The exhibition traced the development of the signage system from the Anderson Committee’s initial brief through to the finished designs that remain, largely unchanged, on roads across the country. Original drawings, specification documents and early prototypes were displayed alongside photographs of the signs in use — a visual record of design that works so well it has become invisible.
Typography in Service
Having studied Kinneir and Calvert’s work at university, seeing the original materials was a particular pleasure. The typefaces they designed — Transport and Motorway — are masterclasses in legibility, created to be read at speed and in poor visibility conditions. The exhibition explained the testing process behind these designs, including full-scale mockups assessed from moving vehicles.

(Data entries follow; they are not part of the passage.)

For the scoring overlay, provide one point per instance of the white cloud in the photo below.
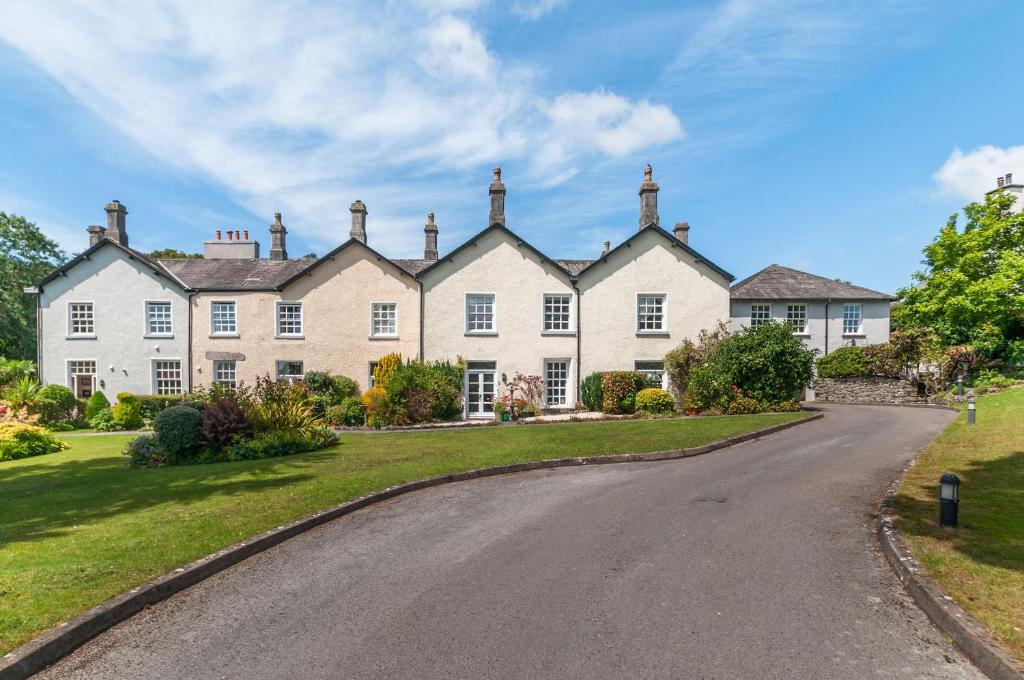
(302, 108)
(970, 175)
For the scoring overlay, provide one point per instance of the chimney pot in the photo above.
(648, 199)
(497, 192)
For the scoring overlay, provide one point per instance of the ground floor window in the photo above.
(480, 388)
(556, 381)
(653, 370)
(290, 371)
(167, 377)
(82, 377)
(224, 374)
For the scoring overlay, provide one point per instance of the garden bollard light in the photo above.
(948, 499)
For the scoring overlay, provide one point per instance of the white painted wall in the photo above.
(119, 288)
(696, 298)
(518, 280)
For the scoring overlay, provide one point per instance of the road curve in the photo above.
(755, 561)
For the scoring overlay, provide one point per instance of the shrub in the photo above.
(386, 367)
(620, 390)
(221, 422)
(103, 421)
(142, 452)
(178, 433)
(348, 413)
(127, 415)
(591, 393)
(97, 402)
(22, 440)
(22, 393)
(55, 404)
(844, 363)
(654, 400)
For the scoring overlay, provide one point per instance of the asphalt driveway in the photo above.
(756, 561)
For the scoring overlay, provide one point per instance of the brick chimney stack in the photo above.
(682, 231)
(497, 192)
(278, 234)
(358, 230)
(116, 214)
(430, 240)
(648, 199)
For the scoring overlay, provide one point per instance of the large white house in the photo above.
(116, 320)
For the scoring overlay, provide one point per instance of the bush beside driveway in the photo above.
(79, 526)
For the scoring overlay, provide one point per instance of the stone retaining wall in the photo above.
(871, 388)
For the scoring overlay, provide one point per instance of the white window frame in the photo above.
(155, 374)
(860, 317)
(762, 308)
(792, 308)
(71, 325)
(218, 366)
(214, 333)
(663, 378)
(569, 330)
(147, 330)
(665, 314)
(276, 319)
(374, 335)
(569, 402)
(494, 314)
(290, 377)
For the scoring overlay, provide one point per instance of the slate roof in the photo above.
(778, 283)
(574, 266)
(227, 274)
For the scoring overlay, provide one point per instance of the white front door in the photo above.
(480, 389)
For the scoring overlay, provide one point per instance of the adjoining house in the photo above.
(113, 319)
(825, 313)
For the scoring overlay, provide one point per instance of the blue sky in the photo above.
(834, 137)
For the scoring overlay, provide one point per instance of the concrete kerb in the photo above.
(62, 639)
(973, 638)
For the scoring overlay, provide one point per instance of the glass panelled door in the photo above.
(480, 389)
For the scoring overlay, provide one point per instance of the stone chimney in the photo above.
(278, 234)
(682, 231)
(358, 230)
(497, 192)
(96, 234)
(430, 241)
(231, 248)
(648, 199)
(116, 214)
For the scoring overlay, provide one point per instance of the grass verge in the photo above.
(981, 563)
(80, 527)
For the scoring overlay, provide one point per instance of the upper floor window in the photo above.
(650, 312)
(290, 319)
(222, 319)
(760, 313)
(385, 320)
(796, 316)
(557, 312)
(479, 312)
(851, 319)
(158, 319)
(80, 319)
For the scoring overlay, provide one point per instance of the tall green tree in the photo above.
(972, 288)
(26, 257)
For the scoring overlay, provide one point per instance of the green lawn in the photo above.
(980, 564)
(78, 526)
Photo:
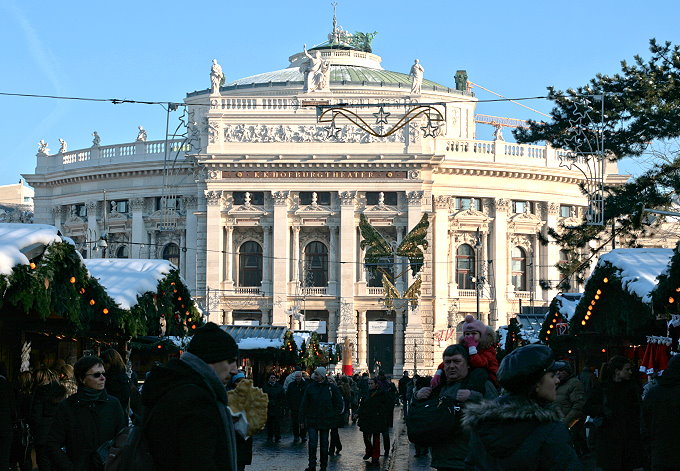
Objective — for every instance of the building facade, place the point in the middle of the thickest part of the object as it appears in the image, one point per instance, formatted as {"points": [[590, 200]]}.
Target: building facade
{"points": [[259, 206]]}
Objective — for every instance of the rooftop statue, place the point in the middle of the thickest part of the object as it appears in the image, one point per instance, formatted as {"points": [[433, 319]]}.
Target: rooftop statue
{"points": [[216, 78], [417, 72], [141, 135], [96, 140], [317, 72], [42, 147]]}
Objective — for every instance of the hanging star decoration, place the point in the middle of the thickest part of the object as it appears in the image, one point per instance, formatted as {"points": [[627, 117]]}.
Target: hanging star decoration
{"points": [[332, 131], [381, 116], [380, 255]]}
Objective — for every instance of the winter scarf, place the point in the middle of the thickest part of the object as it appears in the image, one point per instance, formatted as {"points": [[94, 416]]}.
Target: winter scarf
{"points": [[220, 391]]}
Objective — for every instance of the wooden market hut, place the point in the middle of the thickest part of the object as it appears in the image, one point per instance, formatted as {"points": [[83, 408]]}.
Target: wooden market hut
{"points": [[55, 305], [615, 311]]}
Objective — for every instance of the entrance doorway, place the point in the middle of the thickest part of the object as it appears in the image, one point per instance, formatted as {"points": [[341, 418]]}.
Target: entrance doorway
{"points": [[381, 346]]}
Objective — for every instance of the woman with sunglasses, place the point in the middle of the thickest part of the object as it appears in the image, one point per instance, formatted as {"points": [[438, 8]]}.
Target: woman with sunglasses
{"points": [[85, 420]]}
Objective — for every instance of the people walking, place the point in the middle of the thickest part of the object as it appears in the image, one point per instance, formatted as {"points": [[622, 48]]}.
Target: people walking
{"points": [[660, 419], [320, 406], [85, 420], [373, 418], [294, 393], [464, 385], [520, 430], [275, 408], [616, 400], [188, 424]]}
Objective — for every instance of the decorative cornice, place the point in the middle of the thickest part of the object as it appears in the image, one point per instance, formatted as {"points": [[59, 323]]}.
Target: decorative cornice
{"points": [[280, 198], [213, 197]]}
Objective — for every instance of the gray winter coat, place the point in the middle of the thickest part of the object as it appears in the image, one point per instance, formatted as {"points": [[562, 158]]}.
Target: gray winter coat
{"points": [[513, 433]]}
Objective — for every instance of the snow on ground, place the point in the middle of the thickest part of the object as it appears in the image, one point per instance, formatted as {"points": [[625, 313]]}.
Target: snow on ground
{"points": [[124, 279], [638, 268], [16, 238]]}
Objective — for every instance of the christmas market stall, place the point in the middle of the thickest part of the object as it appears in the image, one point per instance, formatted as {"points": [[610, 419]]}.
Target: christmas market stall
{"points": [[159, 309], [614, 315]]}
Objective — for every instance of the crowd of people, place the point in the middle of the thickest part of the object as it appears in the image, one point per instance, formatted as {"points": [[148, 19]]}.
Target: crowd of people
{"points": [[531, 411]]}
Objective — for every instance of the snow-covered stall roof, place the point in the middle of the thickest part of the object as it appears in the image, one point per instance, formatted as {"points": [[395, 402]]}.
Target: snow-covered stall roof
{"points": [[638, 268], [124, 279], [20, 242]]}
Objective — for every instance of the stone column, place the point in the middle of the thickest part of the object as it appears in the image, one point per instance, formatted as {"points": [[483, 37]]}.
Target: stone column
{"points": [[266, 261], [441, 249], [191, 206], [138, 233], [362, 340], [500, 257], [214, 233], [93, 232], [280, 244], [229, 257], [398, 343], [413, 334], [347, 248], [332, 261]]}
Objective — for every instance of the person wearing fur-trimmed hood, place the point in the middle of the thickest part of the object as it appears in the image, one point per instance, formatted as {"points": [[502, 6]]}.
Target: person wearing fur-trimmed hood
{"points": [[521, 430]]}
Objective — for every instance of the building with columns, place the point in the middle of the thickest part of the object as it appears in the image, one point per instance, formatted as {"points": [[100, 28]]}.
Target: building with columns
{"points": [[261, 206]]}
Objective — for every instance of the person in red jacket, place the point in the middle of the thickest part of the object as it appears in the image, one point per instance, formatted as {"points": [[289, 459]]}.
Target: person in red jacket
{"points": [[479, 340]]}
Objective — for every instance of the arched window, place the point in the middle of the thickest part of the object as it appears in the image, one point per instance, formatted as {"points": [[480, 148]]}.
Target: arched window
{"points": [[465, 267], [171, 254], [519, 269], [316, 265], [250, 264], [122, 252]]}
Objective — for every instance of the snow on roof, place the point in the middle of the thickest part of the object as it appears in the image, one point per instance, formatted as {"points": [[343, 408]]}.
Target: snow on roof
{"points": [[566, 304], [124, 279], [638, 268], [18, 239]]}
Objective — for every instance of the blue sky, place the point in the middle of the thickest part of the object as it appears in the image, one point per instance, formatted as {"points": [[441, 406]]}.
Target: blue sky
{"points": [[145, 51]]}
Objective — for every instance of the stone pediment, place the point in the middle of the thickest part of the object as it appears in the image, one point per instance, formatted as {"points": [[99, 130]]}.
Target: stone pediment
{"points": [[524, 222]]}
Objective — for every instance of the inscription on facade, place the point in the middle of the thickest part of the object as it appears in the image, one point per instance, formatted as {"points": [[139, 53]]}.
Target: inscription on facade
{"points": [[316, 175]]}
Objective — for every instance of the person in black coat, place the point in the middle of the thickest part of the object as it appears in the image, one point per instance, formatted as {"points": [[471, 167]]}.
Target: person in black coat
{"points": [[374, 410], [294, 393], [660, 419], [47, 395], [320, 407], [276, 395], [617, 401], [85, 420], [520, 430], [7, 413], [117, 380]]}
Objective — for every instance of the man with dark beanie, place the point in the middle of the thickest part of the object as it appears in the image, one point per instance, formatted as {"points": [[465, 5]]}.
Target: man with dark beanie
{"points": [[186, 420]]}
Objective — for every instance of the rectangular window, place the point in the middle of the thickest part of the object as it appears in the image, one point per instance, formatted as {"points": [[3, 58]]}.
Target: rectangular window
{"points": [[389, 198], [521, 207], [322, 197], [462, 203], [120, 206], [252, 197], [169, 202]]}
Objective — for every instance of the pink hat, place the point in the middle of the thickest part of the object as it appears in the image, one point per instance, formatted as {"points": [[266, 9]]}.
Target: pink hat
{"points": [[473, 325]]}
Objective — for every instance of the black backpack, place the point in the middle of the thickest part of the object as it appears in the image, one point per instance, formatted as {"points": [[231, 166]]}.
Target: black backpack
{"points": [[129, 451]]}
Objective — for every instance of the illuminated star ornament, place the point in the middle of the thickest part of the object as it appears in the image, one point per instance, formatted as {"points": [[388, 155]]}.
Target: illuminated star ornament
{"points": [[430, 129], [381, 116], [332, 131]]}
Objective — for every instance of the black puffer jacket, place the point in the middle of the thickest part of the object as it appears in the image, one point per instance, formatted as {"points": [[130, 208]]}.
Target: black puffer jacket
{"points": [[80, 426], [661, 416], [185, 428], [321, 405], [514, 433]]}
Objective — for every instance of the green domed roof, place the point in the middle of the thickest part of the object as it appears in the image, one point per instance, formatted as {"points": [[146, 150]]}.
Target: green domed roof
{"points": [[340, 75]]}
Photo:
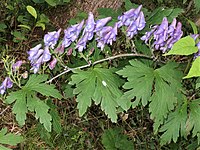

Margaret Calvert’s pictograms were given their own section, and rightly so. The children crossing sign, the cow, the deer — these are images so embedded in British visual culture that we forget they were designed at all. The exhibition’s achievement was making them visible again as pieces of considered, purposeful graphic design.
Design and Public Life
The road sign exhibition sat within a programme that consistently explored design in the public realm. The David Mellor Street Scene show from the previous year had examined another dimension of public design, and the Design Talks sessions frequently returned to questions about how design shapes shared space.
For design students and practitioners, the exhibition was a reminder that some of the most impactful design work is the most self-effacing. The cultural quarter of Sheffield itself benefits from this principle — good wayfinding that serves without demanding attention.